Most tree planting has been on land taken out of cultivation. An idea of the extent of such land from which farmers attempted in vain to grow a profit is gained from the fact that nearly 210,000 trees have been planted on it --- 109,500 in the Brown-Herrick tract, 59,000 in the Lucas tract and 41,000 in the Whitebreast tract --- this year.

Varieties planted include Black Walnut, Jack Pine, Red Pine, Green Ash, White Pine, Red Cedar, Virginia Pine, Osage Orange, Black Locust, Cottonwood, Elm, Hackberry and Hickory.

Fence construction has provded benefit to farmers living around the areas. Before it was purchased by the state, most of the forest land was owned by absentee landlords who weren't interested in paying out money for fence on land that brought little or no income. As a result the neighboring farmer who wished to keep his livestock out of these areas had to carry the entire expense burden himself or suffer the consequences. Now the Forest Service makes agreements with neighboring farm owners under which the state shares half the expense of fencing materials and provides construction labor.

Not all of the forest land is useless so far as agriculture is concerned.

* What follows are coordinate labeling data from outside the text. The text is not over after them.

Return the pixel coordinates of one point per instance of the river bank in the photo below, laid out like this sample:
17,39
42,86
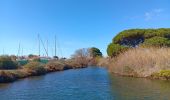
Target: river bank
152,62
36,69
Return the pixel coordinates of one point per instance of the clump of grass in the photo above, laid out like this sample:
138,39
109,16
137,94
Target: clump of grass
55,66
6,62
35,68
141,61
163,74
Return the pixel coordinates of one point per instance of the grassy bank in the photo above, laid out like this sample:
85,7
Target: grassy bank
35,69
142,62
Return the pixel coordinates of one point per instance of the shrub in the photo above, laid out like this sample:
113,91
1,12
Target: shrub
7,63
115,49
143,37
55,66
95,52
35,68
157,41
143,61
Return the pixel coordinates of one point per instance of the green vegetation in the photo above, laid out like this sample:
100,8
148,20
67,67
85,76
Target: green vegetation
139,37
36,68
95,52
7,63
157,42
165,74
115,49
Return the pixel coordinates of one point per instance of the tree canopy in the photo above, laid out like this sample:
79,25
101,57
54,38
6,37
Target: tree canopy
139,37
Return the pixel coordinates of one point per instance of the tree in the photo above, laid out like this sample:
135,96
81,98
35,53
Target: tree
81,56
115,49
133,38
95,52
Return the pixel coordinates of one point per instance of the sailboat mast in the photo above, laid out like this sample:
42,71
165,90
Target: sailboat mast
47,47
18,50
55,46
39,46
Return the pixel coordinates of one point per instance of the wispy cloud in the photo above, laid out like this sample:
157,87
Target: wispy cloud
152,14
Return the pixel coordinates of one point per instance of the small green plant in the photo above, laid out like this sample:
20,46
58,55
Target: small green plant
7,63
36,68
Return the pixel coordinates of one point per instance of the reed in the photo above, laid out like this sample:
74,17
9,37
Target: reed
141,62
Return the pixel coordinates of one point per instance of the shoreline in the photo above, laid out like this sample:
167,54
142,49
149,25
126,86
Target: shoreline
14,74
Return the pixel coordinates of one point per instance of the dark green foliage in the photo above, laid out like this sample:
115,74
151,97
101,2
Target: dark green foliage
115,49
157,42
136,34
95,52
7,63
135,37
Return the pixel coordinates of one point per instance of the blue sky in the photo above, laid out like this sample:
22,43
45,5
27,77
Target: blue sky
76,23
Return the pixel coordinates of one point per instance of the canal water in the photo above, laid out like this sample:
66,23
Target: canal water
92,83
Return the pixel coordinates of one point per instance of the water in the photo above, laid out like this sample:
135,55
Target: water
91,83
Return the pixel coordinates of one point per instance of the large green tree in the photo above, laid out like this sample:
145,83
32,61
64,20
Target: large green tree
95,52
139,37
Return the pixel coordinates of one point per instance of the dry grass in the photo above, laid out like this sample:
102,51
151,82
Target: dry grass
141,62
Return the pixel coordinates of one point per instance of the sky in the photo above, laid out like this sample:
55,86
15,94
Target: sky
75,23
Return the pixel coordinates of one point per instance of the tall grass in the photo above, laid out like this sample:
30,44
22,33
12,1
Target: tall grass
141,62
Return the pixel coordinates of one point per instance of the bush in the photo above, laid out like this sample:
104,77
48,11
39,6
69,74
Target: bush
55,66
95,52
139,37
35,68
157,42
7,63
115,49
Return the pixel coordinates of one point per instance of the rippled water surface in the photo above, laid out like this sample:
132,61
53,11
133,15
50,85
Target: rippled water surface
91,83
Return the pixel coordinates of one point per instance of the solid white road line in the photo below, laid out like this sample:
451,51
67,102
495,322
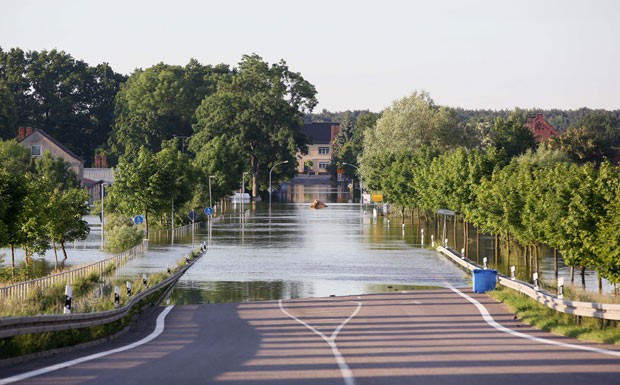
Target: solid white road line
345,371
489,319
159,328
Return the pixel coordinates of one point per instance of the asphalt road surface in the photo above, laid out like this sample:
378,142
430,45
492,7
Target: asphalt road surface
417,337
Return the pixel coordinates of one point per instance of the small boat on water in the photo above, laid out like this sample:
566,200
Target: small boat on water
317,204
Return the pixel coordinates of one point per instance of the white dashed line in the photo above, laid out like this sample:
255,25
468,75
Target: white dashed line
489,319
347,374
159,328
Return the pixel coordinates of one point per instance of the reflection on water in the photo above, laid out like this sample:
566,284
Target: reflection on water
289,250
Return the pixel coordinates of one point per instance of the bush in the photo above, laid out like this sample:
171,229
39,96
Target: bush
121,235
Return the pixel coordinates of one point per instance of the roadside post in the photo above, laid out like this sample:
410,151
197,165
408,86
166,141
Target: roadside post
68,299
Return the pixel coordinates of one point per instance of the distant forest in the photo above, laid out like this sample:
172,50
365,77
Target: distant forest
560,119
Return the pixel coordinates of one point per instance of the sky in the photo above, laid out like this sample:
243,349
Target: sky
474,54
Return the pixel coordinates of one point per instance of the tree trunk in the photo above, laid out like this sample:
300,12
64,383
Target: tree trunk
146,223
507,251
12,259
477,245
55,255
496,245
583,277
64,251
555,263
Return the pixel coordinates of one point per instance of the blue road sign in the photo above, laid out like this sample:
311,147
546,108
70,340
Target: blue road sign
138,219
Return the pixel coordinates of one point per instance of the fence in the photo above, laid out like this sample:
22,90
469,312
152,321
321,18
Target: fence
21,290
578,308
176,232
49,323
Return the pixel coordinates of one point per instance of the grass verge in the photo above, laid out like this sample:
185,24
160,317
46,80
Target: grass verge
533,313
33,343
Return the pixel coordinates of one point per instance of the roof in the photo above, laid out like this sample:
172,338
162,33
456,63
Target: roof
99,174
318,133
57,143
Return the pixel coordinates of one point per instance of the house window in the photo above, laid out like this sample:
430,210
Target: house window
35,150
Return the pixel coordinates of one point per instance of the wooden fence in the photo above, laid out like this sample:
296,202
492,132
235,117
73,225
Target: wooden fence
21,290
578,308
49,323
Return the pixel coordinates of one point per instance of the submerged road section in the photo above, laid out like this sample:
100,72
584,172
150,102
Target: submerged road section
425,337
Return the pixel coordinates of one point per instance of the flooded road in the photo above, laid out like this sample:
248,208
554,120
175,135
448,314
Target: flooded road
292,251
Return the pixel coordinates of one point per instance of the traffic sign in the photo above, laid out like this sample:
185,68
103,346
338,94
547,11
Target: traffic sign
138,219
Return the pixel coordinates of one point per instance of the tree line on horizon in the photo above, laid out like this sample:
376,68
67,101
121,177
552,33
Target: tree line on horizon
198,129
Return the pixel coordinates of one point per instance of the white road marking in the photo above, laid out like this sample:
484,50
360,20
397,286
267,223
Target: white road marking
345,371
159,328
489,319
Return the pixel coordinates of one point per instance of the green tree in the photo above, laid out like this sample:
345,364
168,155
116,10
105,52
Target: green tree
14,158
61,95
8,111
151,183
511,136
258,113
64,211
595,137
159,103
13,192
58,203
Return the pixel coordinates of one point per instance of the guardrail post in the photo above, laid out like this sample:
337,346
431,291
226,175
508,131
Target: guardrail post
68,298
117,295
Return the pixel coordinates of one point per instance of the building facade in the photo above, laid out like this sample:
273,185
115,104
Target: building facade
540,128
320,148
38,142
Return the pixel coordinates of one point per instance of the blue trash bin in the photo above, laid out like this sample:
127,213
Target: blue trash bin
484,280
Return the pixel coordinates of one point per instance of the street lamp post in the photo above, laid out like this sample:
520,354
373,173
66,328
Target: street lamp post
243,184
210,202
286,161
358,171
103,186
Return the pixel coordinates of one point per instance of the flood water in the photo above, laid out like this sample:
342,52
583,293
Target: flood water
294,251
288,250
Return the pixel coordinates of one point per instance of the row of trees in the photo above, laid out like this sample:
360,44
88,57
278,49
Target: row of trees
500,180
178,129
50,90
41,202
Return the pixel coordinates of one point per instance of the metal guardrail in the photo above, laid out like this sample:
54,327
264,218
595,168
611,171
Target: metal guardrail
49,323
578,308
22,289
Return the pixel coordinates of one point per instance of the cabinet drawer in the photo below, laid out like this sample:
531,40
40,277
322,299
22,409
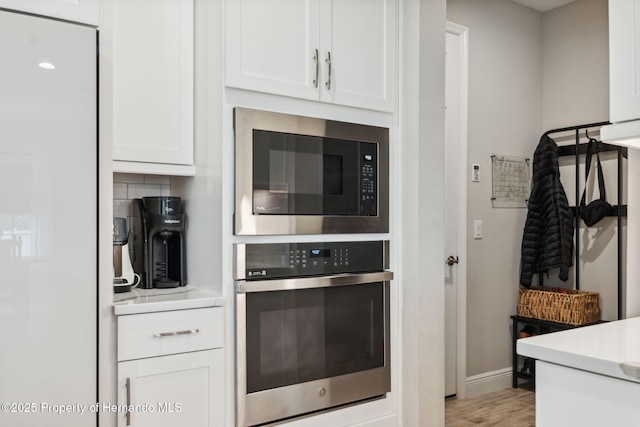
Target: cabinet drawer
169,332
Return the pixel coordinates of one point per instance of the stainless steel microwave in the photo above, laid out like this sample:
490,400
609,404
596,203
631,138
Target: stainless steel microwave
303,175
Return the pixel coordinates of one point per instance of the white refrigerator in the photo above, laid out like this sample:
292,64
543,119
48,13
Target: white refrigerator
48,222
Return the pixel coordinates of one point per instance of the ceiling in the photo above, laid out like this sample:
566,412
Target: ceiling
543,5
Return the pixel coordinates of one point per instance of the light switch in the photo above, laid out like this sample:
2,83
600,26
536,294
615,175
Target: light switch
477,229
475,172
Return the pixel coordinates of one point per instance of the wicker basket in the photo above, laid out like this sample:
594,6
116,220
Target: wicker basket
567,306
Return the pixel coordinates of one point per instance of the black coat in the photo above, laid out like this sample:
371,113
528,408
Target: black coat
547,241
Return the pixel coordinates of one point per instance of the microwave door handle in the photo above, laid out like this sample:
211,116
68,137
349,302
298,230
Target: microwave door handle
243,286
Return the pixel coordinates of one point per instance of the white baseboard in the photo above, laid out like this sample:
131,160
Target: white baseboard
488,382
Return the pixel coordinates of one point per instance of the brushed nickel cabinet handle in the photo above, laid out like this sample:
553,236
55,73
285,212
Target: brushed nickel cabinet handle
128,414
171,334
317,60
328,83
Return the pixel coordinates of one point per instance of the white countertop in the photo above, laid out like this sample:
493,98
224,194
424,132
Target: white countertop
151,300
603,348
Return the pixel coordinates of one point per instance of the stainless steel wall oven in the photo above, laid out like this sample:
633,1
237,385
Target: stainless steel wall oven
303,175
312,327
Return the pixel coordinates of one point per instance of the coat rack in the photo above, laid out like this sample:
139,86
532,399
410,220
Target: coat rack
618,211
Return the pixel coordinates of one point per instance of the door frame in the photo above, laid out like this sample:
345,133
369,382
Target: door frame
461,286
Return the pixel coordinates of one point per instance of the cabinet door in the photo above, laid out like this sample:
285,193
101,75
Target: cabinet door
361,39
153,81
85,11
271,46
624,51
180,390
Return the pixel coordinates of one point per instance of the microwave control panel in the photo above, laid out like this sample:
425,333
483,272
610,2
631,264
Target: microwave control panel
368,180
281,260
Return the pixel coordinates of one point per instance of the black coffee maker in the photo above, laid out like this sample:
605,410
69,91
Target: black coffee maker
157,227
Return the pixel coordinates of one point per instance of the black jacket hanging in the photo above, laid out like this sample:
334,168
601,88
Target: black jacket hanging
599,208
547,241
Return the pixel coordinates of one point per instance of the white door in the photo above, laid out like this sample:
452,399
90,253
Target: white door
455,205
624,48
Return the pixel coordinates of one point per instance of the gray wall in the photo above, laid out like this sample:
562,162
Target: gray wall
422,159
528,72
505,118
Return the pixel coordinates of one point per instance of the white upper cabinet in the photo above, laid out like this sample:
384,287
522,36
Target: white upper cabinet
624,54
85,11
153,44
338,51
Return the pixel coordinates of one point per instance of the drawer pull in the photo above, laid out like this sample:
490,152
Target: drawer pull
128,414
171,334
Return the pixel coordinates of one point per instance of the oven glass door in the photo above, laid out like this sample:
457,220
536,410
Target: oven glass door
294,336
312,175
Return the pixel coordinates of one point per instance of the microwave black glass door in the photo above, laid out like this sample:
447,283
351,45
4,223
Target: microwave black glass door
309,175
295,336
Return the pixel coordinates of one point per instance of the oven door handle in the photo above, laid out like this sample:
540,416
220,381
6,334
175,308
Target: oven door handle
243,286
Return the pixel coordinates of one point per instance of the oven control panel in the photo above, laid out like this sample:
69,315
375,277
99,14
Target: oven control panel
281,260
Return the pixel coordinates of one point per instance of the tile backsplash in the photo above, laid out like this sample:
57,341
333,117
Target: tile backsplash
128,186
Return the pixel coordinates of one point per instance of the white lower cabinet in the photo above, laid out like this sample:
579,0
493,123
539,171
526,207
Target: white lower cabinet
157,389
179,390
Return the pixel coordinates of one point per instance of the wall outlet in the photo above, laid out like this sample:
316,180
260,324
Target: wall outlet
477,229
475,172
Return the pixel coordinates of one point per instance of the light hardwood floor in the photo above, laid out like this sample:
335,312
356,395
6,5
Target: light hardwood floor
511,407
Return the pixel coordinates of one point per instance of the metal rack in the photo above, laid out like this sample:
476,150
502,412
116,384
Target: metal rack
618,211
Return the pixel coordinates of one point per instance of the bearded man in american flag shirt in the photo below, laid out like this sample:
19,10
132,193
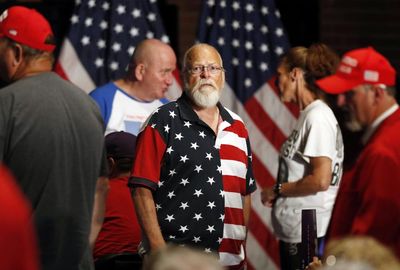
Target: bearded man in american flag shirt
192,175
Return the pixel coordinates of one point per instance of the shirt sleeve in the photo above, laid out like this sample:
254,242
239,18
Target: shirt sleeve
150,149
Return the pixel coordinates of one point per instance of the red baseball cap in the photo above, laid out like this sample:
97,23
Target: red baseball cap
360,66
26,26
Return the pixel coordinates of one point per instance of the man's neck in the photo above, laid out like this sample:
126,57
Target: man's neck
209,115
32,68
132,89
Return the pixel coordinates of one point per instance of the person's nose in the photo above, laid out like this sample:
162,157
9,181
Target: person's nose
169,79
205,73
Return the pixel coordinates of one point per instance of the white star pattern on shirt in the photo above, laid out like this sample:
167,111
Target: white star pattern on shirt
172,172
197,216
171,194
198,168
184,158
178,136
134,32
170,218
197,193
184,205
194,145
136,13
169,150
166,128
121,9
183,229
172,114
211,205
184,181
210,228
211,180
196,239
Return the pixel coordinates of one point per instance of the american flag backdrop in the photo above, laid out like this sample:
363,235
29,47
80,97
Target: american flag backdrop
102,37
250,37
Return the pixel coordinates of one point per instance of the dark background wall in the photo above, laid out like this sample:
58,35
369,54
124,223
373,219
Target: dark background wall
343,24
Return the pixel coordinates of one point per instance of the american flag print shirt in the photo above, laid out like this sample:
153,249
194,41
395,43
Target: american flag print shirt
198,178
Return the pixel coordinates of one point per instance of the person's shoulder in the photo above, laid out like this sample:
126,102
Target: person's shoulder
104,90
233,115
319,111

Some of it, particularly in the Brown-Herrick tract, has been leased for farming and grazing. The state also, in time, will realize income from the sale of timber. But the timber will not be removed haphazardly and will be replaced with new plantings.

In the not too distant future picturesque scenery, much of it like that of the day the Indian lived in this section, will be enjoyed by Lucas county residents after a short automobile drive.

And it is not unreasonable to predict that tourists no longer will stop in Lucas county just for meals and gasoline. They'll extend their visits in order to inspect forest areas located in the heart of an agricultural center.

Note: The photos here were taken in the Cedar Creek Unit during October of 2011.

1 comment:

Mary Ellen said...

Great background to know! My mother had Stephen relatives, some still live around Ainsworth. I often wondered if we were related to the Stephen's Forest name. After reading this, not so sure but still most interesting. We are so fortunate to have this in a back yards.